In the orchestral performance category, the San Francisco Symphony disc goes up against last year’s winners, Andris Nelsons and the Boston Symphony, who play more Shostakovich — the Symphonies Nos. 5, 8 and 9. Also in that category: an Ibert compilation from Neeme Järvi and L’Orchestre de la Suisse Romande, Prokofiev’s Symphony No. 5 with Mariss Jansons and the Royal Concertgebouw Orchestra, and some Christopher Rouse works with Alan Gilbert and the New York Philharmonic. Though winners are rarely certain with the Grammys, the Shostakovich set is potent enough to repeat.

The contemporary classical composition category includes Higdon for “Cold Mountain,” Bates for “Anthology of Fantastic Zoology” as performed by Riccardo Muti and the Chicago Symphony on a download-only release, Michael Daugherty for “Tales of Hemingway,” Christopher Theofanidis for Bassoon Concerto and rock musician C.F. Kip Winger for “Conversations With Nijinsky” with Martin West and the San Francisco Ballet Orchestra.

The flow of releases commemorating Steve Reich’s 80th birthday logged only one nomination: Third Coast Percussion’s bold, propulsive compilation in the chamber music/small ensemble category.
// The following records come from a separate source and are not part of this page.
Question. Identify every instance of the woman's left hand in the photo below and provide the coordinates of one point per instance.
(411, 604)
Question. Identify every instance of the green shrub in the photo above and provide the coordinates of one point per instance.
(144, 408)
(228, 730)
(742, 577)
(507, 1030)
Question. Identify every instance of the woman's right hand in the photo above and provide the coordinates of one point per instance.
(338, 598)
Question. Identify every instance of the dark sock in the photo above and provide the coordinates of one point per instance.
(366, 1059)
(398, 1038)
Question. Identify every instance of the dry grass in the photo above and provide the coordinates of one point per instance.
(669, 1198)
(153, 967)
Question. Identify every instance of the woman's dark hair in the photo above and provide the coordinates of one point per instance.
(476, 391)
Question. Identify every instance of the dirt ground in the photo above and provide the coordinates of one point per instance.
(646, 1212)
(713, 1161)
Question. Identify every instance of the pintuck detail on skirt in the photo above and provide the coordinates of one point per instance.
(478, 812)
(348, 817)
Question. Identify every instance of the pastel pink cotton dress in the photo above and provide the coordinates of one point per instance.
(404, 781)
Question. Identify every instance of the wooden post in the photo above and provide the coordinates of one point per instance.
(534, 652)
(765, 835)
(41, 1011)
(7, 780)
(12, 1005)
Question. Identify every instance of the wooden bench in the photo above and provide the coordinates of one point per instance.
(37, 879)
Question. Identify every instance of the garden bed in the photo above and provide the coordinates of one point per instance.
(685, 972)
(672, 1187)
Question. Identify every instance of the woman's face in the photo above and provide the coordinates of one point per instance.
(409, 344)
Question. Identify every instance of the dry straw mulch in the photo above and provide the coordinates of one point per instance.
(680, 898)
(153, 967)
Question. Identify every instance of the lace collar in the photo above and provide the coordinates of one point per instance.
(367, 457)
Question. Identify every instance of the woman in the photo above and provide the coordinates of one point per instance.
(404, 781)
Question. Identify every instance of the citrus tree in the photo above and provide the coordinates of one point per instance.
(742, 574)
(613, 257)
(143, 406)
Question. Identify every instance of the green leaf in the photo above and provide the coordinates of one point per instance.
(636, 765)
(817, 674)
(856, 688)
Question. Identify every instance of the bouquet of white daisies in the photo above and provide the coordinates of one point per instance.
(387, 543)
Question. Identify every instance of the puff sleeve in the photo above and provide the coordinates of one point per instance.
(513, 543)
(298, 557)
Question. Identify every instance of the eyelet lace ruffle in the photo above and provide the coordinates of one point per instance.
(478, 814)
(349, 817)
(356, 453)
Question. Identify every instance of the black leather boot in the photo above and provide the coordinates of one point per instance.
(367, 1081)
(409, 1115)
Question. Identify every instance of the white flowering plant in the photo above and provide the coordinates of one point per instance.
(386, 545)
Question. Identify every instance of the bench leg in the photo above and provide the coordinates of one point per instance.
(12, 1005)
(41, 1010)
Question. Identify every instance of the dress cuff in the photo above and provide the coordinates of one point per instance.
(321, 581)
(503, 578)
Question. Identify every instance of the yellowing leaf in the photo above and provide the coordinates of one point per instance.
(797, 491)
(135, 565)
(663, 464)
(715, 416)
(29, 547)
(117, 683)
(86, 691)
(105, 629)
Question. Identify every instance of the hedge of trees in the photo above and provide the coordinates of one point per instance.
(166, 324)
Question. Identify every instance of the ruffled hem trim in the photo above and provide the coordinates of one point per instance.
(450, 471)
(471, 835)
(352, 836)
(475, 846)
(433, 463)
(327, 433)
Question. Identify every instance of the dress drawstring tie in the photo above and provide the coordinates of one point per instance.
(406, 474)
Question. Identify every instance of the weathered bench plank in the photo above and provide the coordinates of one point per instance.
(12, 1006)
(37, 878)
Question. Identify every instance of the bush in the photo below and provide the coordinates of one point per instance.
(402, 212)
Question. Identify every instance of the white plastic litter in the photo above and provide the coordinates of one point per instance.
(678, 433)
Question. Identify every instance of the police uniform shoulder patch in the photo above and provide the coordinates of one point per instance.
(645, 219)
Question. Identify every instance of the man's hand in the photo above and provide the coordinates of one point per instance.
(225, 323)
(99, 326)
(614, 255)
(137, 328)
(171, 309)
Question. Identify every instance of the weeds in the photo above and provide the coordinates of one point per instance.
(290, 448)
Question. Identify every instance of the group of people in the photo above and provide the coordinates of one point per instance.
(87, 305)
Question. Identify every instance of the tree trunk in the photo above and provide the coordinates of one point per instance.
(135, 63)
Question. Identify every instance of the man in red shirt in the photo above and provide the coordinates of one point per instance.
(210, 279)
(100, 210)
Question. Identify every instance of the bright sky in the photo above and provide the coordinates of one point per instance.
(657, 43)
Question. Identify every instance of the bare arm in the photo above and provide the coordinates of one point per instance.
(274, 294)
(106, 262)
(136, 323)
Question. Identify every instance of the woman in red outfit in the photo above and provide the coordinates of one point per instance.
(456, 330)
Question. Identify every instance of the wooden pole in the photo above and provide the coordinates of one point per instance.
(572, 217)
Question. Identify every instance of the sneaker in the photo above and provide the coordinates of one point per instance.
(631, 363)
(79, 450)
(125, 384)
John Adams’ complex new violin concerto “Scheherazade.2” earned a classical instrumental solo nomination for Leila Josefowicz’s astonishing playing but not for contemporary classical composition.

In the category of compendium — whatever that means — the Zappa and Daugherty recordings are joined by a Gesualdo program on ECM, an album of Vaughan Williams recorded premieres called “Discoveries,” and an album of chamber music compositions by L.A.-based Gernot Wolfgang.